In the end, Fariq went with something that might have been called the Viagra Burger, which promised to “Rise to the Occasion.” He liked that because of the extra load he was carrying about the oil and gas treaties back home, and the tensions about the big pipeline.
 
I had my Kerry with plenty of Heinz ketchup.20It was AMAZING. Total love at first bite! The meat was tender and juicy, and the whole thing was cheesy, savory, and deliciously greasy. Our burgers were cooked to a perfect medium-rare, which is a very rare occurrence, as it is not something that happens very often in restaurants. Normally, they are more medium well. A few bites in, my chin was dripping with meat juice and ketchup and chunks of half-chewed mushrooms.  I don’t think I have ever been happier with cooked beef.
           
For dessert we had the maple bread pudding and a lime rickie...yum!
 
The Ambassador said he had never been happier, either, and it was infinitely better than having the state security forces open fire on you. The interlude and it almost made him forget the unpleasantness of the Gorbachev era back home. He said it was a truly transcendental burger experience.
 
We have not got together since, though we keep in touch. Fariq has been busy. With no official representation in Canada, the Azerbaijani embassy in Washington concerned itself with Canadian affairs, and Fakkie was responsible for these matters at the chancery.
 
His involvement with Canadian-Azerbaijani relations must have been a good reason for his October 2003 appointment to the Azerbaijani mission in Ottawa, where he had been Charge d'Affaires.
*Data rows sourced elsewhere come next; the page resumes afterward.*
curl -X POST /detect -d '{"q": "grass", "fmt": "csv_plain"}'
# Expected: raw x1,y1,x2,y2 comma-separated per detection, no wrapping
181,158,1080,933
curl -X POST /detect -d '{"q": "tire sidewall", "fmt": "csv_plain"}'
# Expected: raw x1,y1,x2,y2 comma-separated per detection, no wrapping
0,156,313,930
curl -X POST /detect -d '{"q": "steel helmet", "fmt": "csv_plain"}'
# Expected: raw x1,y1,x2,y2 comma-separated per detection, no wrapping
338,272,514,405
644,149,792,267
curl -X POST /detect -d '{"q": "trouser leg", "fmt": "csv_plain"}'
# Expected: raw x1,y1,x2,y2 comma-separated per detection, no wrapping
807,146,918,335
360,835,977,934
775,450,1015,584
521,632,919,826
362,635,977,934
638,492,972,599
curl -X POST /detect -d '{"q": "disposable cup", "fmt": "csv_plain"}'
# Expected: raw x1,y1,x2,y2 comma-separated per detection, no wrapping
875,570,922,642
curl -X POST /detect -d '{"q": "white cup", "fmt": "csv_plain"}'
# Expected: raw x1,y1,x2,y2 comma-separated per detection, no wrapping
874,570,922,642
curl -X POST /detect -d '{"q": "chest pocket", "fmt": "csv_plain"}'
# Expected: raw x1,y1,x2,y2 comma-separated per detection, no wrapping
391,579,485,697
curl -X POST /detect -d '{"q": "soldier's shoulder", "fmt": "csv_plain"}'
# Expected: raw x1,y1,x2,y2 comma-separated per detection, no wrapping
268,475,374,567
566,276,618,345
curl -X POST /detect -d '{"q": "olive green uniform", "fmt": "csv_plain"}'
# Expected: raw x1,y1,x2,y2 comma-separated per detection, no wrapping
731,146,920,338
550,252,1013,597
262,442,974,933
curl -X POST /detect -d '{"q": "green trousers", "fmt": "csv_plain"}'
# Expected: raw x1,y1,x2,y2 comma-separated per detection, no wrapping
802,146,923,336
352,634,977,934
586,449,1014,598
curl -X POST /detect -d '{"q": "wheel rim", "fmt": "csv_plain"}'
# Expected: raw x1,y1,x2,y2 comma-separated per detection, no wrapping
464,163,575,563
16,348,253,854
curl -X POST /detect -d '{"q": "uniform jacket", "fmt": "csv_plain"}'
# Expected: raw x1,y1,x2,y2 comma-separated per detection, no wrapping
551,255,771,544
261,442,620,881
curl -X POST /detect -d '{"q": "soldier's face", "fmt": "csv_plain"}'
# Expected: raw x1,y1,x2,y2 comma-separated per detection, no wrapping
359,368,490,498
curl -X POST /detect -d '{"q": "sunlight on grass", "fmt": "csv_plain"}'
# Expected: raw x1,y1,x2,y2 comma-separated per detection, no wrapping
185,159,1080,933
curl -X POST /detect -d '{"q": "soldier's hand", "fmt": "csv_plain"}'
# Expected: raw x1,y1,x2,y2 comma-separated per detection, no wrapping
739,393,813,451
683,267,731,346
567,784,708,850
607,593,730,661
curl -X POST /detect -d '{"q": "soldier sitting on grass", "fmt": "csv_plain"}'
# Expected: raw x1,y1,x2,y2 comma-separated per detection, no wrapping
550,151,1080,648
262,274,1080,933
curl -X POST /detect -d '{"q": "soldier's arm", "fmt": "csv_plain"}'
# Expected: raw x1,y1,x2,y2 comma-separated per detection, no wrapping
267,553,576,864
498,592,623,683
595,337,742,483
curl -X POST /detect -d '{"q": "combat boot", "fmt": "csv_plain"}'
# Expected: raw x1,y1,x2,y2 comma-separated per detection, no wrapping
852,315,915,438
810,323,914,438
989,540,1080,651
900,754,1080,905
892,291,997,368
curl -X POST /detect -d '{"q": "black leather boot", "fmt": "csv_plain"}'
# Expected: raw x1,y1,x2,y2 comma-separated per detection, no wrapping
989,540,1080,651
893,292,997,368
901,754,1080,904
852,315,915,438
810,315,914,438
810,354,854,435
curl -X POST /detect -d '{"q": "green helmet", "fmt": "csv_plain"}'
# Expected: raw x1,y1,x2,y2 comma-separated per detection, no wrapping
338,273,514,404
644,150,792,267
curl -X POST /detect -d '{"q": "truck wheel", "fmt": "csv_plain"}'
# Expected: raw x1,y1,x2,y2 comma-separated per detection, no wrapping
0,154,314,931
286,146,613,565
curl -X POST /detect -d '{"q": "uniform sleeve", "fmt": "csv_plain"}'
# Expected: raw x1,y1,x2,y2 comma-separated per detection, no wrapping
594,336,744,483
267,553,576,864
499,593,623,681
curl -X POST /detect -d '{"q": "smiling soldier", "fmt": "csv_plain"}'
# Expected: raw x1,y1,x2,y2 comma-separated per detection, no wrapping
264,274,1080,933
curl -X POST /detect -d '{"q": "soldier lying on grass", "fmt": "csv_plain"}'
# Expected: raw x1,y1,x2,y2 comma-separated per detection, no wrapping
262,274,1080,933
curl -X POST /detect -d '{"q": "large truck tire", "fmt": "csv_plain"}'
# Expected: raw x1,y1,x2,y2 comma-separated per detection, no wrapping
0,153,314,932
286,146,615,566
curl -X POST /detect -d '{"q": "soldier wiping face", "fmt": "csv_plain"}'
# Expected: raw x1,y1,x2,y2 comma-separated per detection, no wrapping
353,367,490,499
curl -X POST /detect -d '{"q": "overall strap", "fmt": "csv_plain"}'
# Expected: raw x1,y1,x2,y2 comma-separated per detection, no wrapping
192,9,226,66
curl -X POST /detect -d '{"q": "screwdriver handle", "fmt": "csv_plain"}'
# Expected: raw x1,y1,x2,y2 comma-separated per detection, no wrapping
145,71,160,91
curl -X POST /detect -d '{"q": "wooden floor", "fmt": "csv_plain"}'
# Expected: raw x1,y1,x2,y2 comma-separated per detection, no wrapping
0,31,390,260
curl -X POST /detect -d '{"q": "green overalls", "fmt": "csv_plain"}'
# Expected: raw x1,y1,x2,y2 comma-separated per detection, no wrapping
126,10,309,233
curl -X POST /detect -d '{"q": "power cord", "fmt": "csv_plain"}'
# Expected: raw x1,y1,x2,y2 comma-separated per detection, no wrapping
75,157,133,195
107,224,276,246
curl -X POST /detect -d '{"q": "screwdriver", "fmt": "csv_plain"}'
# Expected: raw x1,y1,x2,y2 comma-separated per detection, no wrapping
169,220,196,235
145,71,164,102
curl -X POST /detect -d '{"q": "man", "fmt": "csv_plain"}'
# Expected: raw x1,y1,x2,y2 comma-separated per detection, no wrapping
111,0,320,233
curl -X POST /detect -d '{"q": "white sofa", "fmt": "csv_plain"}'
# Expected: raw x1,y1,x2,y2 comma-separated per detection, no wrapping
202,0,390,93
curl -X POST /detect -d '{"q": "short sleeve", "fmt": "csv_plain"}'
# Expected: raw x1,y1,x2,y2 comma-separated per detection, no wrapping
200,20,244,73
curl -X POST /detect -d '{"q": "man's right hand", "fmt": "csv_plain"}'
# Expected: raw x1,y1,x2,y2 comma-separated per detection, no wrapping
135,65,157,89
He was Azerbaijan's first resident ambassador to Hockey Land, and so successful that he was tapped to be Ambassador to the court of St. James in London in ’07. We Harvard men have a knack for this sort of shit.
 
Last I heard, he was in the press coverage of the big conference in Aberdeen, Scotland, dedicated to the investment opportunities in the Caspian region. It was co-sponsored by the British Trade and Investment Agency, the British-Azerbaijan Society and the Municipality of Aberdeen City. He provided the Scottish companies with information about the new investment opportunities in the Caspian region. Don’t believe what you read in the papers. Everything is fine.
 
Fariq informed the participants about the economic projects underway in Azerbaijan. He spoke about the large-scale programs and great infrastructure projects implemented by the government for the development of non-oil sector. He specifically mentioned the dairy and beef production sector, with the goal of making the Republic a world leader in cheeseburger production, along with gas and oil.
 
The Ambassador normally sends out a short note on the anniversary of the massacre by the Russians, but I haven’t seen one yet. If I get it this afternoon, I’ll pass it along.
 
But you know, Fariq has not gone home yet, and that may mean he is one of the smartest Azerbaijanis of all. I hear the Russians are back, and no one knows what that means for Baku, or for the Armenians.